If your water is very hard, it will dull the appearance of your brew and may create a slight scum on the surface too. If you notice this, filtering the water before boiling will help a lot.
Not providing additional hot water. The last few cups in a pot will be stronger than the first and will probably have cooled. Providing extra hot water will mean you can enjoy your tea to the last drop.
Bonus Tip: To squeeze or not to squeeze…..
These days we all lead busy lives and, especially in the morning, dropping a tea bag in a cup or mug and gulping down a brew before rushing out the door is a fact of life. It’s a survival skill, right?
One thing we would ask, though, is that you give that tea bag its best chance of giving you a good cuppa by not squeezing it against the side of the cup before discarding it.
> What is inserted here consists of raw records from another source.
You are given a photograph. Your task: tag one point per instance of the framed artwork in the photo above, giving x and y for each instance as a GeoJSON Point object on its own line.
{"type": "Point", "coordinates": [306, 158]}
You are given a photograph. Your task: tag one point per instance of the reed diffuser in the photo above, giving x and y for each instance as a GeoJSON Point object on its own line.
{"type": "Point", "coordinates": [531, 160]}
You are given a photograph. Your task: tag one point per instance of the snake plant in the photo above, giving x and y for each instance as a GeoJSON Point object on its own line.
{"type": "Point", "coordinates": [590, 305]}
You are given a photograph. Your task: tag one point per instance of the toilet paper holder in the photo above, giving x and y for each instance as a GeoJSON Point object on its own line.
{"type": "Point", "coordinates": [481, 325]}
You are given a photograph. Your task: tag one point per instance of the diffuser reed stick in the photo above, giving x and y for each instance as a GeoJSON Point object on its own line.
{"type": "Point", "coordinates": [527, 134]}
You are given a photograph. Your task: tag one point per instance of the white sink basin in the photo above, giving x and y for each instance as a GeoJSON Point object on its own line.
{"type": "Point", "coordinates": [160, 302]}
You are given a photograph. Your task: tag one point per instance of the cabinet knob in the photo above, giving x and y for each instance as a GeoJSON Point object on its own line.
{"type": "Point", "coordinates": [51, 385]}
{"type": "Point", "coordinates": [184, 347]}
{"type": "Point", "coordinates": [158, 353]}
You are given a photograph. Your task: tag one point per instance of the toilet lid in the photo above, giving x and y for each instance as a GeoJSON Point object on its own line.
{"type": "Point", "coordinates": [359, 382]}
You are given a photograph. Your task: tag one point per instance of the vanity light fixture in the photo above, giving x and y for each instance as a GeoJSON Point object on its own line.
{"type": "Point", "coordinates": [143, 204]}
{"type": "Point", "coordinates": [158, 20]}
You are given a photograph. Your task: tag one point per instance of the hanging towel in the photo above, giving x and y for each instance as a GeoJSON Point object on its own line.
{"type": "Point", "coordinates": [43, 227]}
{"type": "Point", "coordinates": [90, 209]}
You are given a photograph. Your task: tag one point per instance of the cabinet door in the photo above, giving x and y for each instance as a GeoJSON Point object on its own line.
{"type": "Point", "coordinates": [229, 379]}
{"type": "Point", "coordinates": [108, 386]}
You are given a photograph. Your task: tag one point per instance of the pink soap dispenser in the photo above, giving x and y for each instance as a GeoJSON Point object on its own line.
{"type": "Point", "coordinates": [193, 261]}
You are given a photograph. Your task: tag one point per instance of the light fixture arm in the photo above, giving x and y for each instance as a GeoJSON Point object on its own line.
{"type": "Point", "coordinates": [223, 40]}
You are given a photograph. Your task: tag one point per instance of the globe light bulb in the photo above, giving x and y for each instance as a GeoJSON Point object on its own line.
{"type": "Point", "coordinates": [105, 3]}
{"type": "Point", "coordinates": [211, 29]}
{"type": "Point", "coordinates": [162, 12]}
Why?
Tea contains a bitter substance called tannic acid. Most of the tannic acid remains in the teabag once your tea is brewed – unless you squeeze the bag and release them into your cup. That results in a more bitter, sour tasting cup of tea – and who wants that?
So, making a pot of tea with tea leaves is pretty simple and straightforward. It’s kinder to the planet. It even tastes better too! Plus, as we know at Aimee Provence, nothing feels as special as a pot of tea, brewed in a teapot and served in a dainty teacup.
Whether your own occasion is as a valued guest here in our High Tea Parlour, part of a chat with friends and family or sipped from a mug in front of a cosy fire with the one you love the most we hope these tips will help you treasure the moment with a perfectly brewed pot of tea.